Lloyd Noble began his career in the early years of oil drilling in the state, founding the Noble Drilling Company on April 1, 1921. The company began using Hughes Simplex rock bits created by the Hughes Tool Company in the 1920s and was noted for adopting new technologies. With his wealth, Noble founded the Samuel Roberts Noble Foundation, charged with undertaking philanthropy and advancing agricultural practices and science.
Noble was born in 1896 and raised in a family of hardware merchants, whose store was built in Ardmore, Oklahoma, then a part of the Chickasaw Indian Territory. As a young man, Noble attended college in Durant, Oklahoma, earning a teaching certificate. He taught school, but quit to attend college at the University of Oklahoma. His pursuit of higher education was cut short when he left in order to help his ailing father with the family business.
Noble was known for his interests in and use of aviation, geoscience and other emerging developments of the century.

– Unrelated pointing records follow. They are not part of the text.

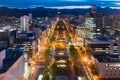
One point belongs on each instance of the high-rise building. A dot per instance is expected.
(99, 21)
(24, 22)
(30, 16)
(93, 9)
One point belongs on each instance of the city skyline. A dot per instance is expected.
(60, 4)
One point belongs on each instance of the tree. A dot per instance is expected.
(47, 56)
(52, 38)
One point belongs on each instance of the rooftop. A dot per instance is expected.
(10, 59)
(107, 57)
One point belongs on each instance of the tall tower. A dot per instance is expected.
(24, 23)
(30, 16)
(93, 9)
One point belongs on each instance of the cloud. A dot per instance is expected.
(70, 7)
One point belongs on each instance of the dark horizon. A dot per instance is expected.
(59, 3)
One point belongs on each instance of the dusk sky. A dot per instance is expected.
(59, 3)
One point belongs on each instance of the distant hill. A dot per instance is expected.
(40, 11)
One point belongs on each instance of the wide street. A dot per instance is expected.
(60, 56)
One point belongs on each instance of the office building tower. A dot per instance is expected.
(24, 20)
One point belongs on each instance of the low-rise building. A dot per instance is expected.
(108, 65)
(13, 65)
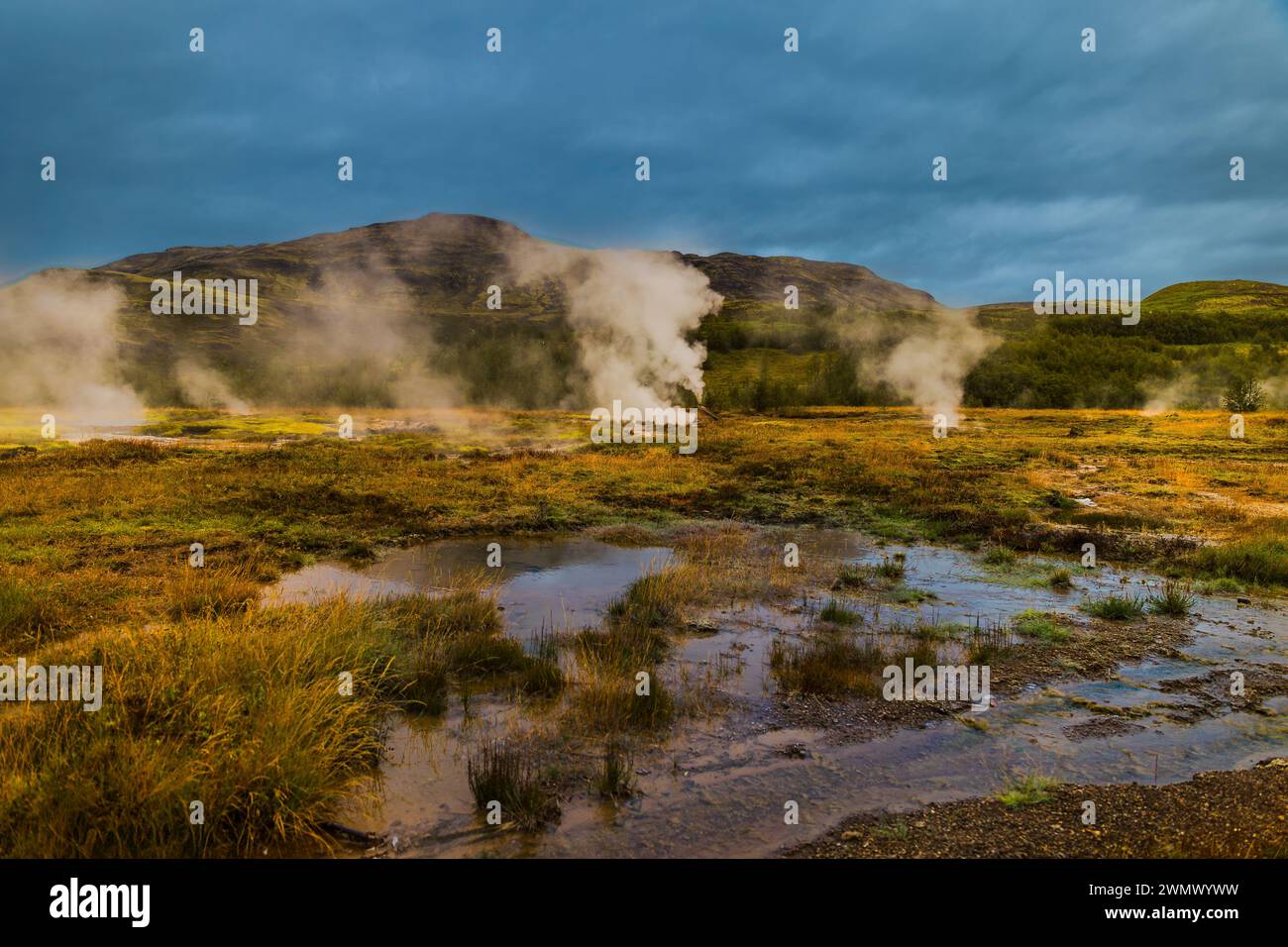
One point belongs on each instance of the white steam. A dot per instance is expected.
(60, 350)
(631, 312)
(925, 356)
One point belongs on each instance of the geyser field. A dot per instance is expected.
(220, 684)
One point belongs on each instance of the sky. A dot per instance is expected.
(1113, 163)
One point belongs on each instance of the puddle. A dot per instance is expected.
(542, 582)
(717, 788)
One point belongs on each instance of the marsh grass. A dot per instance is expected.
(1028, 789)
(892, 569)
(1173, 599)
(829, 663)
(507, 772)
(1060, 579)
(214, 589)
(1033, 624)
(991, 643)
(241, 711)
(1001, 557)
(616, 776)
(1116, 607)
(837, 613)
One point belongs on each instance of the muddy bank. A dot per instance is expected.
(1236, 814)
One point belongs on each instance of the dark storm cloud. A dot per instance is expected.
(1113, 163)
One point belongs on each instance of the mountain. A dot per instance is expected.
(447, 261)
(353, 317)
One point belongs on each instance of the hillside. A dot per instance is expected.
(349, 317)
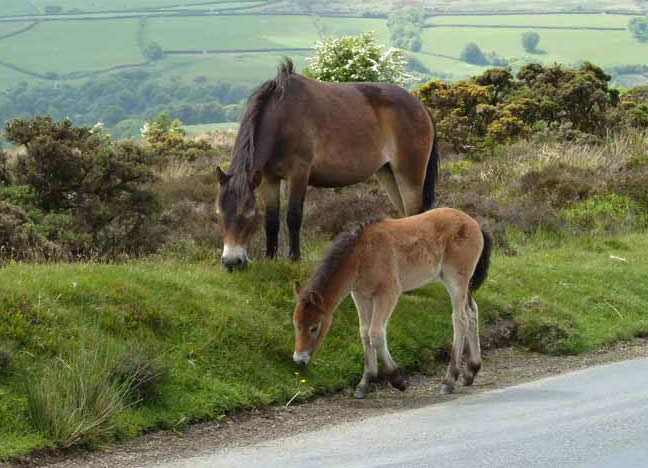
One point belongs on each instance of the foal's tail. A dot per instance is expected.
(481, 270)
(432, 171)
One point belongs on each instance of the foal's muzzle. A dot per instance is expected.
(234, 258)
(302, 358)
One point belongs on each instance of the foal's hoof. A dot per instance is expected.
(397, 380)
(446, 388)
(468, 379)
(361, 392)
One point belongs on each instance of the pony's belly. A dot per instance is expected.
(335, 178)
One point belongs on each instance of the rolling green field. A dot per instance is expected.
(82, 46)
(73, 46)
(226, 339)
(231, 33)
(563, 46)
(598, 20)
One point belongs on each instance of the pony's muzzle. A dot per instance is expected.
(234, 258)
(301, 358)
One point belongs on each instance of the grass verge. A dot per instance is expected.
(225, 340)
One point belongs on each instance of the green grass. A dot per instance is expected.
(12, 26)
(227, 338)
(613, 47)
(64, 47)
(241, 69)
(236, 32)
(600, 20)
(193, 130)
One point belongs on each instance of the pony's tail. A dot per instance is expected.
(481, 270)
(432, 171)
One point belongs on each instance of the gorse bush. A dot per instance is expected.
(496, 107)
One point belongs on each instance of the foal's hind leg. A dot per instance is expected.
(364, 305)
(473, 358)
(457, 286)
(384, 305)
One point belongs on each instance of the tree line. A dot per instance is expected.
(123, 100)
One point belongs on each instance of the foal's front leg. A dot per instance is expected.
(364, 306)
(384, 306)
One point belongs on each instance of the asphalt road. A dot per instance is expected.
(593, 418)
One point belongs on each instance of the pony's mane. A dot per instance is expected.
(243, 153)
(336, 254)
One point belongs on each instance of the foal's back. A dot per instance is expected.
(413, 251)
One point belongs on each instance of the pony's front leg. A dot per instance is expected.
(271, 198)
(297, 184)
(364, 305)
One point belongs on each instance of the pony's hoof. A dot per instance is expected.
(446, 389)
(361, 392)
(468, 379)
(397, 380)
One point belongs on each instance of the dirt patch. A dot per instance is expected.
(502, 367)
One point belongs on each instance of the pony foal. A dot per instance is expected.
(379, 261)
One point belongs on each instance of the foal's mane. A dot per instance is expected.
(336, 254)
(243, 154)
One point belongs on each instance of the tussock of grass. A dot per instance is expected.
(75, 399)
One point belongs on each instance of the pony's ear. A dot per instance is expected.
(255, 179)
(222, 177)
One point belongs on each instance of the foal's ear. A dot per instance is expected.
(222, 177)
(255, 179)
(315, 298)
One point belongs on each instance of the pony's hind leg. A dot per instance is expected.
(270, 194)
(458, 289)
(364, 306)
(297, 184)
(473, 356)
(386, 177)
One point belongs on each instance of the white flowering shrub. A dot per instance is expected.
(356, 58)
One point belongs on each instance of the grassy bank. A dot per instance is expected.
(225, 340)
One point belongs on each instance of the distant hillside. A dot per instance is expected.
(192, 44)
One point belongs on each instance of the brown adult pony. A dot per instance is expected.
(326, 135)
(376, 264)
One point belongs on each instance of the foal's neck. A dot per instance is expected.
(338, 285)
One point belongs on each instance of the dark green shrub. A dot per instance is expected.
(561, 184)
(78, 190)
(142, 373)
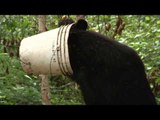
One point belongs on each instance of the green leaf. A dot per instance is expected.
(158, 22)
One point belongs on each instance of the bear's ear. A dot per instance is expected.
(81, 24)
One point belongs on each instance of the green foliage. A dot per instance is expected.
(141, 32)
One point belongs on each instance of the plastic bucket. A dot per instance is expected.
(47, 52)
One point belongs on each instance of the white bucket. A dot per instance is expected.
(47, 52)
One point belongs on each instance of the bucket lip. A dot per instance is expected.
(63, 53)
(55, 66)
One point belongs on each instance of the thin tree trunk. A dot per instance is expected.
(45, 91)
(80, 17)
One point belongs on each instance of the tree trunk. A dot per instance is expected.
(45, 91)
(80, 17)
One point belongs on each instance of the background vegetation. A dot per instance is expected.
(141, 32)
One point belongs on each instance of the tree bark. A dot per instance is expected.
(45, 91)
(80, 17)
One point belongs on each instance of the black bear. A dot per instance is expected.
(108, 72)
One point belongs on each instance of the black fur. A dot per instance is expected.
(108, 72)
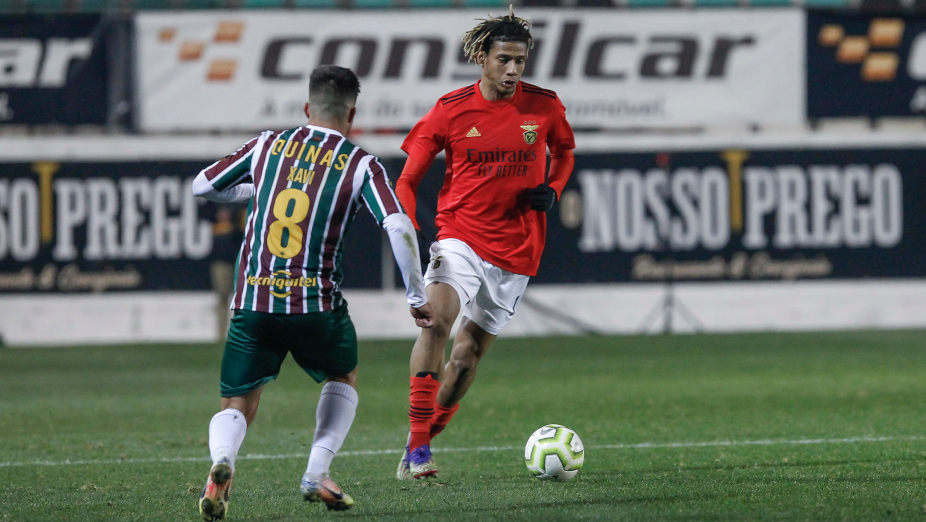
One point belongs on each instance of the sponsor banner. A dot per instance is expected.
(118, 226)
(733, 215)
(53, 69)
(613, 69)
(740, 215)
(864, 65)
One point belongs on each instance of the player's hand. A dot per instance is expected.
(542, 197)
(424, 316)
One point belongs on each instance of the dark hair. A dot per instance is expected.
(333, 90)
(508, 28)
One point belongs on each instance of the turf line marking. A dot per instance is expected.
(361, 453)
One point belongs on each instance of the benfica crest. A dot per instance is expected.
(530, 133)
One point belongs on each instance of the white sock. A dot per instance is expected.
(334, 415)
(226, 433)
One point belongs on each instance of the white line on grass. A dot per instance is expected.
(360, 453)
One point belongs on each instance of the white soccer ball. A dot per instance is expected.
(554, 452)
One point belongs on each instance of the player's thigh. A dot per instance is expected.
(253, 355)
(324, 344)
(455, 264)
(494, 305)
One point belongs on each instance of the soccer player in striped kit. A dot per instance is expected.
(303, 187)
(491, 217)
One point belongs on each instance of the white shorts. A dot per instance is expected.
(488, 294)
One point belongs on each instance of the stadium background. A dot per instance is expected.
(740, 165)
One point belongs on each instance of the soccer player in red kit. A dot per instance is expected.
(491, 217)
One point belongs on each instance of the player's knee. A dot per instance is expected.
(464, 356)
(440, 332)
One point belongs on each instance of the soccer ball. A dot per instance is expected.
(554, 452)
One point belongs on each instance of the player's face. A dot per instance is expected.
(502, 68)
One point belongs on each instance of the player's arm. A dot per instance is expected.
(229, 179)
(561, 142)
(379, 198)
(422, 144)
(561, 165)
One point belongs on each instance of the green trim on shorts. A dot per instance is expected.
(323, 344)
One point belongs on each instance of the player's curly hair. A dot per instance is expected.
(507, 28)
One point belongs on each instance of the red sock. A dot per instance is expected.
(421, 400)
(441, 418)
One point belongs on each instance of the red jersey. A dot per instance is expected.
(495, 150)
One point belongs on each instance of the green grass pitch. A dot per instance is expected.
(772, 426)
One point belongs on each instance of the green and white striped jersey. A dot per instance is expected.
(309, 183)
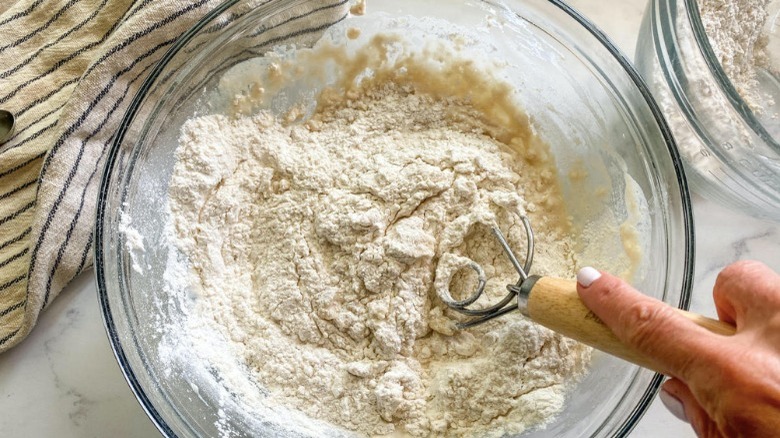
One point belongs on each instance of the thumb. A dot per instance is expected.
(654, 329)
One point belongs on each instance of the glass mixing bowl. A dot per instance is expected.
(615, 156)
(731, 152)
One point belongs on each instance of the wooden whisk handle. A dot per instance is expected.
(554, 303)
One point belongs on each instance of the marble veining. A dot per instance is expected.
(64, 381)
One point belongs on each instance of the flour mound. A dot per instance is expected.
(314, 248)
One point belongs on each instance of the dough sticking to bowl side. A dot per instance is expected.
(314, 239)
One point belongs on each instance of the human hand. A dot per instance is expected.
(724, 386)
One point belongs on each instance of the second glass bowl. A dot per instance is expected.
(732, 153)
(613, 153)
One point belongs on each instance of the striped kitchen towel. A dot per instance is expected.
(68, 71)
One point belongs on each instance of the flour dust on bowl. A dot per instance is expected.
(296, 178)
(714, 68)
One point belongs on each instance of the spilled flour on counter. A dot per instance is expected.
(313, 248)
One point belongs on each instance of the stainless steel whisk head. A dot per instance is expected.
(508, 303)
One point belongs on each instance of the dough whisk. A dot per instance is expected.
(553, 303)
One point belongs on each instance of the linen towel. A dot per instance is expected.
(68, 71)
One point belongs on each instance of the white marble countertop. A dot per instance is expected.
(64, 381)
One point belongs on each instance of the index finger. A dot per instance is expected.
(654, 329)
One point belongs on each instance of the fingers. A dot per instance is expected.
(746, 291)
(679, 399)
(651, 327)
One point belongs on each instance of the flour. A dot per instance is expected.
(314, 249)
(735, 29)
(134, 242)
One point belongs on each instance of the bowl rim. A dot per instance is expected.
(111, 161)
(723, 82)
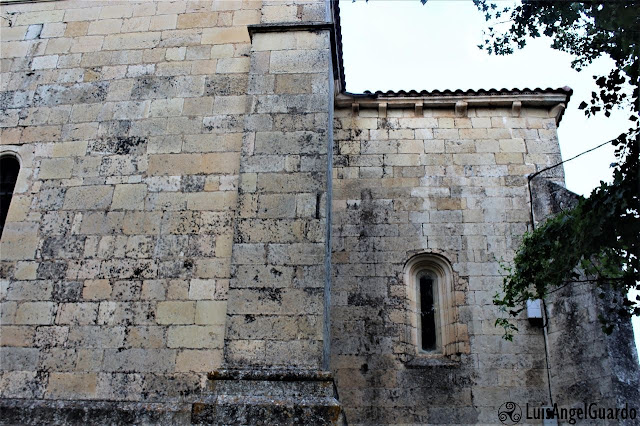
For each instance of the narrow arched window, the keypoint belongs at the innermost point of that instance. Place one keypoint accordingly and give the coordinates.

During World War II, Noble was asked to improve the United Kingdom’s oil production. England needed oil and sent an emissary to request the help of a number of American oil drillers. Noble was willing to risk his rigs and crew in the top secret endeavor to quickly drill multiple wells in a small oil field in Sherwood Forest. The endeavor relied on Noble Drilling’s superior use of technology to drill 106 wells in one year: from March 1943 to March 1944. The production of the field increased from 700 barrels a day to over 3,000 barrels a day. Noble’s company took no profit from the operation. As a manager, Noble was known to reward hard working employees throughout his company by including them in a share of profits for successful wells.